4.4 Latency and Inference Time
Latency and inference time are measured on Nvidia Tesla P100 GPU, python version 3.5.4 through python model inference code. We use 100 utterances sampled from the LibriSpeech test-clean set and calculate average latency and inference time per sentence. Sampled utterances consist of 2346 words, and 10427 characters. Due to the identical encoder architecture of both models, we compare latency and inference time excluding encoder computation time for a better comparison. As shown in Table 5, with a simple decoding process compared to the attention-based model [li2019improving], RNN-T shows less time on both latency and inference time. As beam size increases, the latency of the MoChA model increased drastically due to its attention mechanism.
4.5 Parameter & Model size
We compare a parameter and model size of different model architectures. Parameter and model size is calculated without model compression. As expected, BFA model capacity is increased due to the bidirectional encoding. We find that parameter and model size of MoChA is larger than that of UFA and RNN-T models, mainly because of its complex computation while getting an attention weight such as monotonic attention. RNN-T consists of the least parameter and model size, along with latency and inference time.

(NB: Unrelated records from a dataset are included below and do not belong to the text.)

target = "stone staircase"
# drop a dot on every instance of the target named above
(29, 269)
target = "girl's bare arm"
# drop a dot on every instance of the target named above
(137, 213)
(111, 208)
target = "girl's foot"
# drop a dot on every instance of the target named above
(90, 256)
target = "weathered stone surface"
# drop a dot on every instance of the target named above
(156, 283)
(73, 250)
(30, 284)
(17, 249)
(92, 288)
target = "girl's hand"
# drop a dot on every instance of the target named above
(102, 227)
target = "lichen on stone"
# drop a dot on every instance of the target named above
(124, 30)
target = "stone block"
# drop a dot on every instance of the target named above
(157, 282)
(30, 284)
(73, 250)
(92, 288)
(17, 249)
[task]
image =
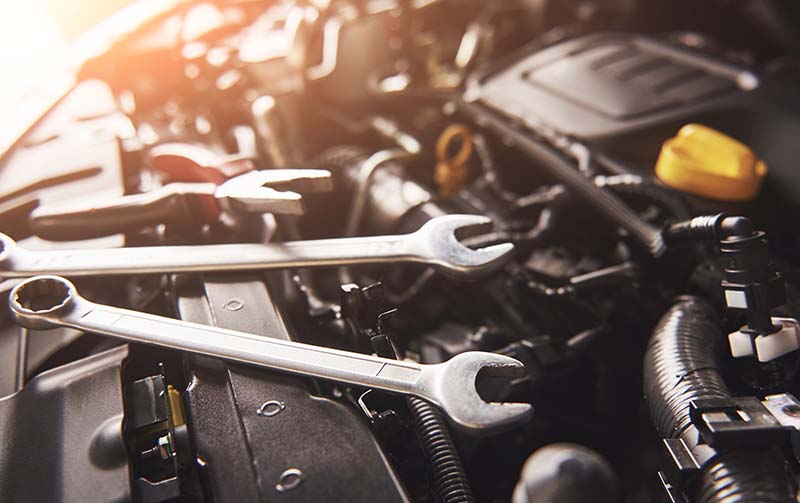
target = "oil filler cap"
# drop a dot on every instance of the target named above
(702, 161)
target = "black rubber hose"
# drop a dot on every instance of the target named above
(449, 479)
(680, 365)
(634, 185)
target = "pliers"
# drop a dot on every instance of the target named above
(182, 204)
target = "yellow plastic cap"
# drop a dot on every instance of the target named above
(705, 162)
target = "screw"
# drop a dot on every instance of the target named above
(163, 450)
(271, 408)
(288, 480)
(791, 410)
(233, 305)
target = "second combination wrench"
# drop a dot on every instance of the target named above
(46, 302)
(434, 244)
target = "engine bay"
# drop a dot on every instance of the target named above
(409, 251)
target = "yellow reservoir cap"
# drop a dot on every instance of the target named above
(705, 162)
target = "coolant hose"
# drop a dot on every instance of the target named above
(680, 365)
(449, 480)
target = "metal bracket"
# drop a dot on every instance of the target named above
(726, 423)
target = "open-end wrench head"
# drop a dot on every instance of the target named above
(34, 300)
(437, 240)
(272, 191)
(458, 396)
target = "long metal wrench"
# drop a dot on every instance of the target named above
(183, 204)
(435, 244)
(46, 302)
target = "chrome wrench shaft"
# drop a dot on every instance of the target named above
(50, 301)
(435, 244)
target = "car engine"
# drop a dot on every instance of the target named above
(443, 251)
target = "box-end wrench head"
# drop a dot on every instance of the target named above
(438, 241)
(45, 302)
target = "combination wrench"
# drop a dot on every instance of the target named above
(435, 244)
(46, 302)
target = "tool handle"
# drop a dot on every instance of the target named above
(266, 352)
(166, 205)
(222, 257)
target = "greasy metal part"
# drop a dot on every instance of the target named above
(410, 147)
(71, 415)
(451, 169)
(268, 127)
(49, 301)
(606, 203)
(435, 243)
(330, 50)
(186, 162)
(22, 358)
(251, 192)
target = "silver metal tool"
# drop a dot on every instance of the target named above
(435, 244)
(266, 191)
(46, 302)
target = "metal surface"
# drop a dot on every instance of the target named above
(409, 147)
(435, 243)
(50, 301)
(251, 192)
(244, 453)
(71, 415)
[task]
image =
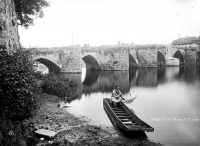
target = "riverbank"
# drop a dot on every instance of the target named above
(77, 130)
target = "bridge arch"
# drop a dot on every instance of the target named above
(91, 62)
(52, 66)
(132, 61)
(160, 58)
(180, 55)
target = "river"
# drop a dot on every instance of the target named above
(169, 100)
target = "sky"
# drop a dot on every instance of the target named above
(107, 22)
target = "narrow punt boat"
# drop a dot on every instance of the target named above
(124, 118)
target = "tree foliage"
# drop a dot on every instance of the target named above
(17, 85)
(27, 10)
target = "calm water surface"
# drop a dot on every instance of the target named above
(169, 100)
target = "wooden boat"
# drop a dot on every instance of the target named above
(124, 118)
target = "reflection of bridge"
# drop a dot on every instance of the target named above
(105, 81)
(119, 57)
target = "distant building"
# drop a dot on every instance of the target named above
(187, 42)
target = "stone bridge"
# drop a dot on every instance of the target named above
(116, 57)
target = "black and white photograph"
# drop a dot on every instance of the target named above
(99, 73)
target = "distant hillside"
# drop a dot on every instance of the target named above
(186, 40)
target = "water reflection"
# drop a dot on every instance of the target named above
(105, 81)
(169, 100)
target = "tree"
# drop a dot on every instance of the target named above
(27, 10)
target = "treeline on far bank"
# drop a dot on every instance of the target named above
(20, 86)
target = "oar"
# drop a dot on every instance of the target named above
(127, 101)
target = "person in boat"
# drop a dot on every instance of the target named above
(117, 97)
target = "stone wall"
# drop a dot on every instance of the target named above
(71, 60)
(171, 61)
(9, 36)
(147, 57)
(115, 60)
(190, 56)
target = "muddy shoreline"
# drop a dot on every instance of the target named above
(74, 129)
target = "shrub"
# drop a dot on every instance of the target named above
(17, 85)
(57, 85)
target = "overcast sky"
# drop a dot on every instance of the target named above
(101, 22)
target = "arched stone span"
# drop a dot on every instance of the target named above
(160, 58)
(180, 55)
(132, 61)
(53, 67)
(91, 62)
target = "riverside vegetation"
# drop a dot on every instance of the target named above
(19, 88)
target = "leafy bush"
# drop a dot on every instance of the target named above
(57, 85)
(17, 85)
(12, 133)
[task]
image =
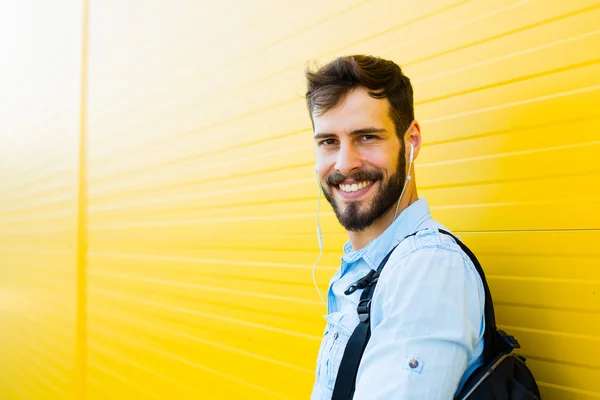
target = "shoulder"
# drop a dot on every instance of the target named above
(431, 259)
(429, 242)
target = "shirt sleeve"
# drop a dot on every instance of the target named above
(426, 320)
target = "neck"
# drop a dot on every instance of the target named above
(360, 239)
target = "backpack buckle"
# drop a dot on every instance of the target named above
(509, 343)
(363, 309)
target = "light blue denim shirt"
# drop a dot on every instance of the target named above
(427, 307)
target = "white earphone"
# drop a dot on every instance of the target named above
(319, 234)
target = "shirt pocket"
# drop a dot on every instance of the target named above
(339, 329)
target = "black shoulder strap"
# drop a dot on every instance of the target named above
(346, 378)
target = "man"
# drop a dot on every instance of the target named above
(427, 318)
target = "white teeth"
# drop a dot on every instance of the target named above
(355, 186)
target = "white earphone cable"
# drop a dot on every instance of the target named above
(320, 237)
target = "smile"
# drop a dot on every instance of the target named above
(355, 186)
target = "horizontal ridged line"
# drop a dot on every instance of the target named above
(165, 282)
(174, 357)
(198, 260)
(127, 321)
(186, 310)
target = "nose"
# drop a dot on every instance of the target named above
(348, 159)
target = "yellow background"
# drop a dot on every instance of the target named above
(157, 198)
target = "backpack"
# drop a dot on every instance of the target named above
(502, 376)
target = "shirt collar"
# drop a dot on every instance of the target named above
(405, 224)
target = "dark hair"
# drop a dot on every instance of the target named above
(328, 86)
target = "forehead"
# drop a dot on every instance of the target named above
(355, 111)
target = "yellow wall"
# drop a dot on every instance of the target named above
(40, 75)
(201, 196)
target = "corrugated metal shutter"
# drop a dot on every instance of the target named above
(202, 196)
(40, 63)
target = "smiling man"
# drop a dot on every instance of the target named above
(426, 314)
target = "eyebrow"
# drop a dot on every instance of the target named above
(361, 131)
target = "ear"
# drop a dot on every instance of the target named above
(413, 136)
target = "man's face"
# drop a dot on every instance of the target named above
(358, 159)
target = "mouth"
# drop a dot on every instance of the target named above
(354, 190)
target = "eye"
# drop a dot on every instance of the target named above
(327, 142)
(368, 138)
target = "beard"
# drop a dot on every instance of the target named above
(355, 217)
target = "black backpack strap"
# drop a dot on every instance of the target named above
(494, 340)
(346, 378)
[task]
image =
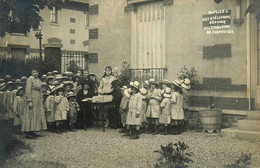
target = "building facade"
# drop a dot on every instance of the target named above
(64, 41)
(159, 37)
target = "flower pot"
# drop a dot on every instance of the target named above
(210, 120)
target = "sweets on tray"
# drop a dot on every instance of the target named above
(102, 98)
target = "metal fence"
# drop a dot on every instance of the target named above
(148, 73)
(73, 60)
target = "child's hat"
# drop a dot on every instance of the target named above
(23, 78)
(19, 89)
(44, 76)
(143, 93)
(44, 84)
(177, 82)
(186, 84)
(59, 76)
(49, 74)
(55, 83)
(55, 71)
(68, 83)
(71, 94)
(68, 73)
(167, 92)
(136, 84)
(152, 81)
(127, 93)
(18, 81)
(165, 81)
(50, 78)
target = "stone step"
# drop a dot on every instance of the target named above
(253, 136)
(253, 115)
(251, 125)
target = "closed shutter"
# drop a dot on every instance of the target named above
(150, 36)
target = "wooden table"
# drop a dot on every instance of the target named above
(100, 106)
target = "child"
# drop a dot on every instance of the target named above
(8, 98)
(62, 108)
(50, 107)
(185, 89)
(123, 109)
(19, 106)
(134, 114)
(153, 110)
(177, 113)
(73, 110)
(165, 117)
(143, 93)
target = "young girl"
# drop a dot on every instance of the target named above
(133, 120)
(177, 113)
(62, 108)
(143, 93)
(19, 106)
(124, 108)
(73, 110)
(165, 117)
(105, 87)
(153, 110)
(50, 107)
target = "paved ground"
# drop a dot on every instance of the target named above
(94, 149)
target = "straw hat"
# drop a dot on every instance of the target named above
(23, 78)
(59, 76)
(71, 94)
(167, 92)
(136, 84)
(177, 82)
(44, 76)
(18, 81)
(143, 93)
(186, 84)
(165, 81)
(19, 89)
(55, 72)
(68, 83)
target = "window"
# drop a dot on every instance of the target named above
(18, 53)
(54, 13)
(148, 42)
(86, 19)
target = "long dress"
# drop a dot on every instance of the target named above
(135, 107)
(177, 112)
(153, 108)
(33, 118)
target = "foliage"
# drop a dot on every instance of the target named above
(242, 162)
(190, 73)
(20, 16)
(125, 73)
(73, 67)
(174, 156)
(17, 68)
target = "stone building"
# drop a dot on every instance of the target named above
(64, 41)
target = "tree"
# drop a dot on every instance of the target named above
(22, 15)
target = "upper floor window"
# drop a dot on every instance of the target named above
(54, 13)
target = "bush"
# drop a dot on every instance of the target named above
(174, 156)
(242, 162)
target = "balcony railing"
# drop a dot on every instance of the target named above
(148, 73)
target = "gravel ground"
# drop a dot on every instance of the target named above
(96, 149)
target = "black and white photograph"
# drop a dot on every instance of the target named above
(129, 83)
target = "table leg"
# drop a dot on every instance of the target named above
(103, 117)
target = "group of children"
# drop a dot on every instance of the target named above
(58, 96)
(154, 109)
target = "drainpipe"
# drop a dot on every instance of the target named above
(248, 57)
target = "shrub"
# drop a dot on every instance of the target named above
(242, 162)
(174, 156)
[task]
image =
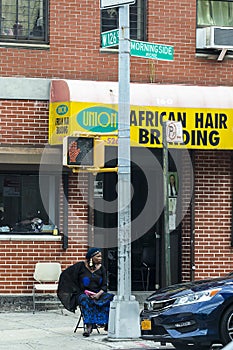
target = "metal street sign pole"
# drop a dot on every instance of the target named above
(167, 247)
(124, 309)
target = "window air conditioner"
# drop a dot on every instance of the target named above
(215, 37)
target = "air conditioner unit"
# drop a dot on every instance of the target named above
(215, 38)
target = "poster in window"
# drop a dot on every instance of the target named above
(11, 186)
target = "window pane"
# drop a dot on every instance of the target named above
(20, 202)
(214, 13)
(109, 20)
(22, 19)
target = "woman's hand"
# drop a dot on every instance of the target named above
(97, 295)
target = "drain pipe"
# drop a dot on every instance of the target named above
(192, 224)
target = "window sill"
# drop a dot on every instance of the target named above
(28, 237)
(25, 45)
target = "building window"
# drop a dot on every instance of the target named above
(109, 20)
(215, 13)
(23, 206)
(24, 21)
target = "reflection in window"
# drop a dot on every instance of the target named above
(23, 20)
(214, 13)
(21, 207)
(109, 20)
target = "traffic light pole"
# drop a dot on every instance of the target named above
(124, 309)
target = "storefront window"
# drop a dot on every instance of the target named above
(22, 209)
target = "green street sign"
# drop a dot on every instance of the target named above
(150, 50)
(110, 38)
(139, 48)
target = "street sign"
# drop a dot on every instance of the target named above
(110, 38)
(139, 48)
(115, 3)
(150, 50)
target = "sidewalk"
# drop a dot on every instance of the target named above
(54, 330)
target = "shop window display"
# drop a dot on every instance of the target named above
(22, 209)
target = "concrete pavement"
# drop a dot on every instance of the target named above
(54, 330)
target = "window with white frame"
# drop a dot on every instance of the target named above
(28, 203)
(215, 13)
(109, 20)
(24, 21)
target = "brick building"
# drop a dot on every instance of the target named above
(60, 42)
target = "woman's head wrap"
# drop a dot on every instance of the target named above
(92, 252)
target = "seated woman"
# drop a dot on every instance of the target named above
(85, 284)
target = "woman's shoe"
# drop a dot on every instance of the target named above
(87, 330)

We compare two streaming model architectures: MoChA and RNN-T in terms of inference time, latency, and speech recognition accuracies when combined with different data augmentation techniques. We observe that compared to non-streaming models, streaming models are more sensitive to the proportion of noisy examples in the training set. The final performance of the model depends on the proportion of noisy examples generated by data augmentation techniques. It is observed that MoChA models perform slightly better than RNN-T models in terms of speech recognition accuracy especially for clean test sets while RNN-T models perform generally better in terms of latency, inference time, and the stability of parameter convergence during training. These advantages make RNN-T models a better choice for streaming on-device speech recognition compared to MoChA models.